Saturday, 10 January 2009

#1. Infinite Jest

Hello. I thought it might be fun, or useful, or perhaps both, to start writing a blog.  Quite what I'll fill it with, I don't know, but I'll try and strangle any overtly pretentious turns of phrase at head-birth. 

I have sausages and mash (from Waitrose no less) to prepare so this isn't going to be an exhaustive first post, plus I'm hungover from a frantic, hyperactive drinking session with Gwynfor last night, ridiculous drinking, really. I took two days off booze and suddenly I had a license (and an unquenchable thirst) to knock back beers and whiskey sours and beers and whiskey. Our conversation slowed to a dribble. But I found myself quaffing with abandon.

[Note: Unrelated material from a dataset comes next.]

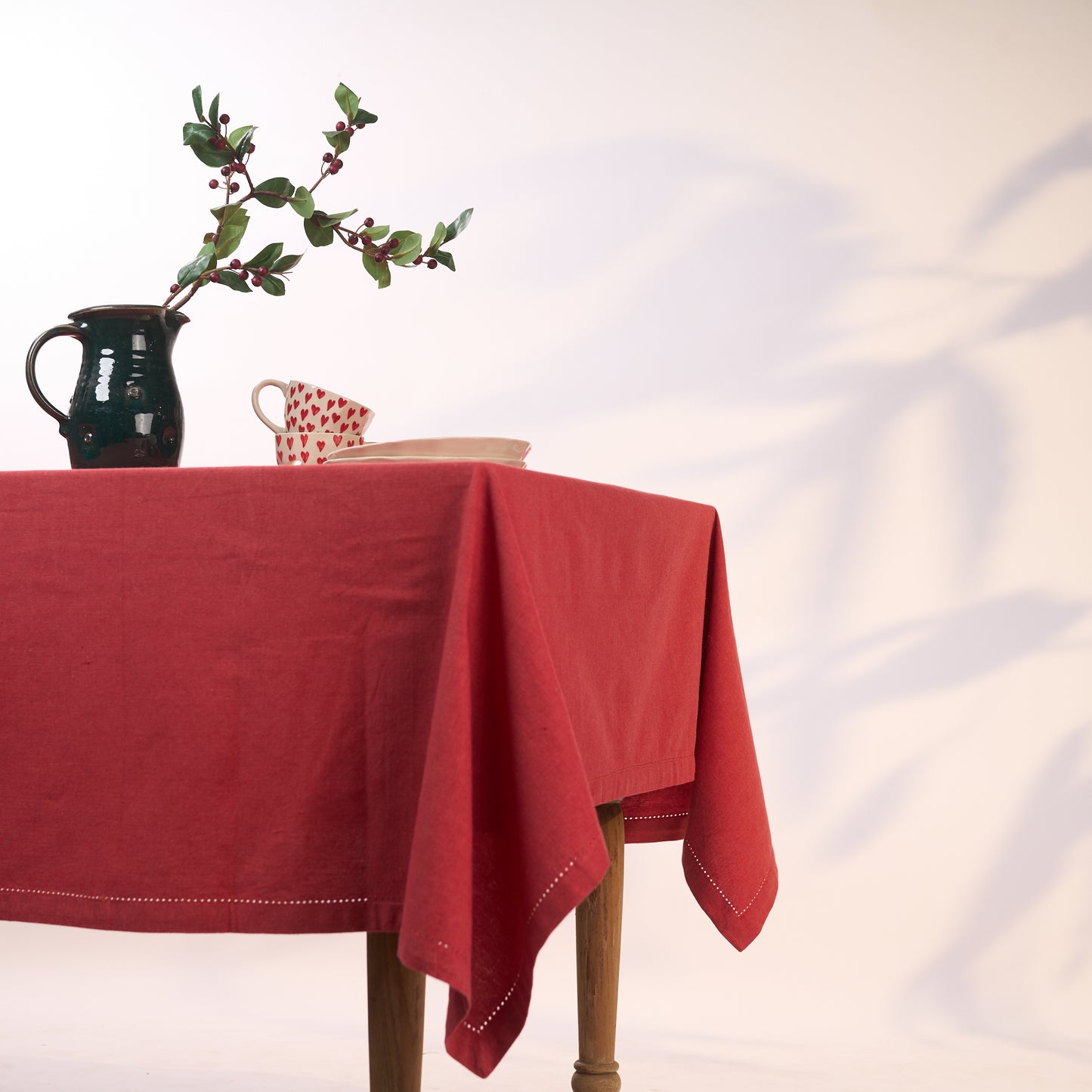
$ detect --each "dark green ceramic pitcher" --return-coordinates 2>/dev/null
[26,306,190,469]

So, to open this dialogue with no-one, here's a list of titles that could have been at the top of this blog. I stole it from a lengthy footnote from David Foster Wallace's Infinite Jest, a gargantuan novel published in the mid '90's, which is ostensibly about addiction, but which in truth is probably about everything. It's awesome, in both senses, and I'm less than 200 pages in, with another 850 odd to go. 

In the novel, the hero (or the character who is currently looking like the hero, anyway) has a deceased father who made wildly pretentious, pondering films that achieved little or no acclaim in his lifetime. His work is listed in minute detail in a footnote at the back of the book. Infinite Jest was one of the titles of his movies, as was The Unfortunate Case of Me. Other titles I like and could have nicked for the blog name include:

Tennis, Everyone?

There Are No Losers Here

Fun With Teeth

Homo Duplex

Zero-Gravity Tea Ceremony

Pre-Nuptial Agreement of Heaven and Hell

Various Lachrymose US Corporate Middle-Management Figures

The Man Who Began To Suspect He Was Made of Glass*

The American Century As Seen Through A Brick

Good Looking Men In Small Rooms That Utilize Every Small Centimetre of Available Space With Mind Boggling Efficiency

Dial C For Concupiscence

If you've got the balls, you can buy Infinite Jest here: http://www.amazon.co.uk/Infinite-Jest-David-Foster-Wallace/dp/0349121087/ref=sr_1_1?ie=UTF8&s=books&qid=1231612408&sr=8-1



*this was my second choice. The URL was too long though.